Qui è possibile visitare la casa di Giovanni Boccaccio, scrittore e poeta italiano, una delle figure più importanti nel panorama letterario europeo del XIV secolo.
La sua opera più celebre è il Decameron, raccolta di novelle che nei secoli successivi fu elemento determinante per la tradizione letteraria italiana, soprattutto dopo che nel XVI secolo Pietro Bembo elevò lo stile boccacciano a modello della prosa italiana. L'influenza delle opere di Boccaccio non si limitò al panorama culturale italiano ma si estese al resto dell'Europa, esercitando influsso su autori come Geoffrey Chaucer, figura chiave della letteratura inglese, o più tardi su Miguel de Cervantes, Lope de Vega e il teatro classico spagnolo.
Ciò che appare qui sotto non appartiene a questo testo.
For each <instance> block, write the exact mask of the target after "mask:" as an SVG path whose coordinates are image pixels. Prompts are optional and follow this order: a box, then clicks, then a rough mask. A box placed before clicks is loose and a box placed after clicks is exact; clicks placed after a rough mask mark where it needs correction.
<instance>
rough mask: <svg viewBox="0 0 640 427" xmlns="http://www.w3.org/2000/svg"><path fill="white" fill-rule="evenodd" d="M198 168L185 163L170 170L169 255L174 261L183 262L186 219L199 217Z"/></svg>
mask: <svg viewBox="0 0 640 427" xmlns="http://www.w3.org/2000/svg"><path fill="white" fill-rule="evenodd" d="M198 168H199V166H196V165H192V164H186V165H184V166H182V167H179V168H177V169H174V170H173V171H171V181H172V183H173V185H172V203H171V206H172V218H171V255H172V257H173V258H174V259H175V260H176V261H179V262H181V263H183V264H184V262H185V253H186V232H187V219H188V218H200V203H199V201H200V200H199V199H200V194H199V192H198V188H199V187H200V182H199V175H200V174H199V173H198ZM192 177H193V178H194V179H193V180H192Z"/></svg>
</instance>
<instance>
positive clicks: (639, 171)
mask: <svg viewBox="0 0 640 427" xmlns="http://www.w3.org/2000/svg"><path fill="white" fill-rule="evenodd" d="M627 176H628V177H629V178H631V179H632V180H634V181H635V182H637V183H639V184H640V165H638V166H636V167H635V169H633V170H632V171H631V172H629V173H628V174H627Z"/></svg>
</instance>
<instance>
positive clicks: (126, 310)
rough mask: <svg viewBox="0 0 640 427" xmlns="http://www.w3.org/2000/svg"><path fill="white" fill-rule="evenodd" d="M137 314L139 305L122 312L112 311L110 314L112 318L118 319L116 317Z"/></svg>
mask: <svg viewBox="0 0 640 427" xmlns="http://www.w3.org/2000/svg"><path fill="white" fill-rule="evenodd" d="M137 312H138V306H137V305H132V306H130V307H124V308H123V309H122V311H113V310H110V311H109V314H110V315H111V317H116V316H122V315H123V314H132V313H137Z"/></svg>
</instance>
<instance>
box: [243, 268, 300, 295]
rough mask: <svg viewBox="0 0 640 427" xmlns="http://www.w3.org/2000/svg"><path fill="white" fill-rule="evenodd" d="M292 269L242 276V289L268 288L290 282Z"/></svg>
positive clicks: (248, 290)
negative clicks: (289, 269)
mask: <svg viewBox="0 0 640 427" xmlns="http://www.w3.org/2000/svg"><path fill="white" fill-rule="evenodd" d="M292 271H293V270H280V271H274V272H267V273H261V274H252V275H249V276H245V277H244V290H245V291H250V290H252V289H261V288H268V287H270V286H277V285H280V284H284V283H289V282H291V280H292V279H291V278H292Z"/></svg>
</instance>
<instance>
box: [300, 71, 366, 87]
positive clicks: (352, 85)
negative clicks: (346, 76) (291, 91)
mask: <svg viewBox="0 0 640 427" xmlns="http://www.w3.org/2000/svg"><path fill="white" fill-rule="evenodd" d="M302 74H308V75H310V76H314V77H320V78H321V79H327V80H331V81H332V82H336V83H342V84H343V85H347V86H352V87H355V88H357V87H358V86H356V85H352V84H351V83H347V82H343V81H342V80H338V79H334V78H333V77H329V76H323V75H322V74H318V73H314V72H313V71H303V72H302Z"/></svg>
Boccaccio, insieme a Dante Alighieri e Francesco Petrarca, fa parte delle cosiddette «Tre corone» della letteratura italiana. È inoltre ricordato per essere uno dei precursori dell'umanesimo, del quale contribuì a gettare le basi presso la città di Firenze, in concomitanza con l'attività del suo contemporaneo amico e maestro Petrarca. Fu anche colui che diede inizio alla critica e filologia dantesca, dedicandosi a ricopiare codici della Divina Commedia e fu anche un promotore dell'opera e della figura di Dante.
Nel Novecento Boccaccio fu oggetto di studi critico-filologici da parte di Vittore Branca e Giuseppe Billanovich e il suo Decameron fu anche trasposto sul grande schermo dal regista e scrittore Pier Paolo Pasolini.
Nel caso in cui la letteratura non sia una vostra grande passione, venite comunque a visitare questo bellissimo borgo medioevale e a mangiare degli ottimi piatti tipici toscani. Lasciatevi trasportare dalla piacevole atmosfera del borgo di mattoni rossi.
Per visitare Certaldo Alta è possibile prendere la funicolare, o fare a piedi il ripido sentiero che dal centro di Certaldo Bassa porta fin su.
La cache è nascosta sotto un masso chiaro in uno dei punti panoramici del colle, proprio davanti alla porta al Rivellino.